New review from The Bleacher Bum
Knocked Up is an instant comedy classic. It is the type of cult comedy that usually only becomes popular after the DVD release. See Van Wilder. The movie stars Katherine Heigl (TV’s Grey’s Anatomy), Seth Rogen (The 40-Year Old Virgin), Leslie Mann (Big Daddy-she was the witness in the classic cross-examination scene), and Paul Rudd (yes-Virgin). Knocked Up is about a drunken hook-up and the resulting pregnancy between Heigl (professional and career-driven) and Rogen (classic slacker). The majority of the movie centers on the relationship between the expectant mother and father and preparing for the baby. Anyone that has had a child or a one-night stand can surely relate. The movie provides a lot of laughs and a good time. Except for Dan Quayle, I can’t see anyone not truly enjoying this flick.
Bleacher Bum Movie Scale
Knocked Up: Triple
New from The Movie Snob:
Side Effects (D-). A thrilling expose of corporate malfeasance by big pharmaceutical companies. A charming and attractive heroine. An involving love story. These are just a few of things that you might find in The Constant Gardener but definitely will not find in Side Effects. This hilariously amateurish and low-budget effort stars Katherine Heigl (whose star continues to dim after her turn in the excellent television series Roswell) as Carly Hurt, a young drug sales rep who hates her job.

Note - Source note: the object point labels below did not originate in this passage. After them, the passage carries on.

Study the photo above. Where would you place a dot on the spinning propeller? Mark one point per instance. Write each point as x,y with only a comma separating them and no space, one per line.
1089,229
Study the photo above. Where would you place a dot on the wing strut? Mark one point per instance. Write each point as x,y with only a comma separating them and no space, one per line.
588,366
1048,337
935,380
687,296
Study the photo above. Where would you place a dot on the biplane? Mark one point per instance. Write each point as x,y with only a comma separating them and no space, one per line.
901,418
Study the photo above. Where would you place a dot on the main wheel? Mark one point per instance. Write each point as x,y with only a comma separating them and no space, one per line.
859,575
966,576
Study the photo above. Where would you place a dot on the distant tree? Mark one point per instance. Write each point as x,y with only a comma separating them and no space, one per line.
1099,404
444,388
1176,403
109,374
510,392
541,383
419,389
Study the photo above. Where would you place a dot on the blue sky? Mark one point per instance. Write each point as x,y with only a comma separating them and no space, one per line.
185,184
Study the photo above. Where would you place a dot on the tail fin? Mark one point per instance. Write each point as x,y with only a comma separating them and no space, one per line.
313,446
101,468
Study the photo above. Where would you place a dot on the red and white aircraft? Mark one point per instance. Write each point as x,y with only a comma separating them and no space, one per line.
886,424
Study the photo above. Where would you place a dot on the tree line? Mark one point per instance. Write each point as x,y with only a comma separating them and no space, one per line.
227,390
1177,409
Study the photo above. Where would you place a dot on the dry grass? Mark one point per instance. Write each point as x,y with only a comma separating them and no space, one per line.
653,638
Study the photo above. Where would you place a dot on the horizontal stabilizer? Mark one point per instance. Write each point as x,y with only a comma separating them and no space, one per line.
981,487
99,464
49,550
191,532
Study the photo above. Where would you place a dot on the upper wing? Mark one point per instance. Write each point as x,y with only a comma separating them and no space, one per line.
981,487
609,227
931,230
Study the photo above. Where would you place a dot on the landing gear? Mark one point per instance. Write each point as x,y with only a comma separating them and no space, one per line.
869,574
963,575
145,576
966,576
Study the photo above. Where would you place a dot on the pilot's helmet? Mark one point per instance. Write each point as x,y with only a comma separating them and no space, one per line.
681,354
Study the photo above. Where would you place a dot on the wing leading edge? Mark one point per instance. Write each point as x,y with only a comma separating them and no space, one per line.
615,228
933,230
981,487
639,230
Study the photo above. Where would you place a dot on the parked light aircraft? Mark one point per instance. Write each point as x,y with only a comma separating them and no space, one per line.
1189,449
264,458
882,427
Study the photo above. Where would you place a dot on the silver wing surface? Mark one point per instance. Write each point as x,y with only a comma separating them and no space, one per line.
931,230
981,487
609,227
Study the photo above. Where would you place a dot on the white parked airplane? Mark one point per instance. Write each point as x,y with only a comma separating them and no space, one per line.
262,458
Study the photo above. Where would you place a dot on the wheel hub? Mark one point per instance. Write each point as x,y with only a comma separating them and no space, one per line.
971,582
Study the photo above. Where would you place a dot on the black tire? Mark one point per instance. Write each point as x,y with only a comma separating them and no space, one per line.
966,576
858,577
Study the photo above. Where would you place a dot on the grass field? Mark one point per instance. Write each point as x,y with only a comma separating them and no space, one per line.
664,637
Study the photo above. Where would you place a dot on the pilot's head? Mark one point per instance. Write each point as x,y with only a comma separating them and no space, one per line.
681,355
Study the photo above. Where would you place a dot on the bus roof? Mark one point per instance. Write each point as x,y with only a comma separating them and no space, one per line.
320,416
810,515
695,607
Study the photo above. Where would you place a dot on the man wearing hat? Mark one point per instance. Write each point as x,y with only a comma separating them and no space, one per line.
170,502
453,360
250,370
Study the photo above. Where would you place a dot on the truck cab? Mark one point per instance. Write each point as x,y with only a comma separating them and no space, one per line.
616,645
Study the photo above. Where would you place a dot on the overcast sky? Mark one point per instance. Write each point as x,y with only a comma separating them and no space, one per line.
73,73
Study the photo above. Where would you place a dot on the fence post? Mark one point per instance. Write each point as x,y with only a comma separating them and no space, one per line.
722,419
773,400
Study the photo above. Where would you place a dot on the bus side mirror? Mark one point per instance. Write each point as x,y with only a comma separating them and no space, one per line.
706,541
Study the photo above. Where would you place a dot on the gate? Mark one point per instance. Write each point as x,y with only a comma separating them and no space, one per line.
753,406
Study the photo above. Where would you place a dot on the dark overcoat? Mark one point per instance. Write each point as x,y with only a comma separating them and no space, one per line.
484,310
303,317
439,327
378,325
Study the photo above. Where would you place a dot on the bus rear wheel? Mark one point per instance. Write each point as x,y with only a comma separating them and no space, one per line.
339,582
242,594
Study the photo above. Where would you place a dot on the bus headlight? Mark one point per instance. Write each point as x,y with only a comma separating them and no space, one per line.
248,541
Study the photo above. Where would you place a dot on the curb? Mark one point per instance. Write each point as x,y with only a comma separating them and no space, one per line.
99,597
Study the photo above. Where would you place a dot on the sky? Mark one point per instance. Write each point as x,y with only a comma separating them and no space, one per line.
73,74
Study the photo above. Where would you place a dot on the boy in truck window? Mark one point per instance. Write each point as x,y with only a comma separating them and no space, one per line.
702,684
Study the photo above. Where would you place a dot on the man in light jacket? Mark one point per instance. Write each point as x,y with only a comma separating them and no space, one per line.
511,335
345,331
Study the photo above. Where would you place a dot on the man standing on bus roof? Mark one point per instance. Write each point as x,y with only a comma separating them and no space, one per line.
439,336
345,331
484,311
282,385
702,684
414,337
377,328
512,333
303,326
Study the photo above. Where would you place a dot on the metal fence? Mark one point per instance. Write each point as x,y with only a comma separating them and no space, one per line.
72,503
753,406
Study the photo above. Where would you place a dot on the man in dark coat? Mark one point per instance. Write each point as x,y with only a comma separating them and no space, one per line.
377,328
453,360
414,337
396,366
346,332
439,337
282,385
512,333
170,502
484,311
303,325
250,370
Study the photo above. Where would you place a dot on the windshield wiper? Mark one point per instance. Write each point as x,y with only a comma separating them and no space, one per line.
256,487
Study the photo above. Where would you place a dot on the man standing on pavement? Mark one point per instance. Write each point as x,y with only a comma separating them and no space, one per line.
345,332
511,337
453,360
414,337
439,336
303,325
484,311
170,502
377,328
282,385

Then she meets an unappealing balding guy who once had the same job and quit after a week. He suggests that she should do the same, an idea she apparently never would have come up with on her own. Carly inexplicably falls for this dude, leading to some long and unpleasant sequences of the two of them making out. So she vows to quit her job in six months. (I don’t know why. Maybe that’s when her 401(k) will be fully vested.) In a hugely ironic twist, her new devil-may-care attitude suddenly makes her a sales superstar, and the company slaps the golden handcuffs on her with big bonus checks and a new BMW company car. Now she’s on the fast track to management and doesn’t have time for bald guy or the dog they picked out together anymore. He’s sad. (The bald guy, I mean; the dog seems to be unfazed.) But wait! The president of the company inexplicably entrusts 23-year-old Carly with top-secret test results showing that the company’s upcoming new drug release Vivexx causes liver damage. What’s a girl to do?!? This movie is obviously terrible, but I give it a D- rather than an F because it left me bemused at the filmmakers’ inadequacies rather than angry at wasting my time. Avoid it.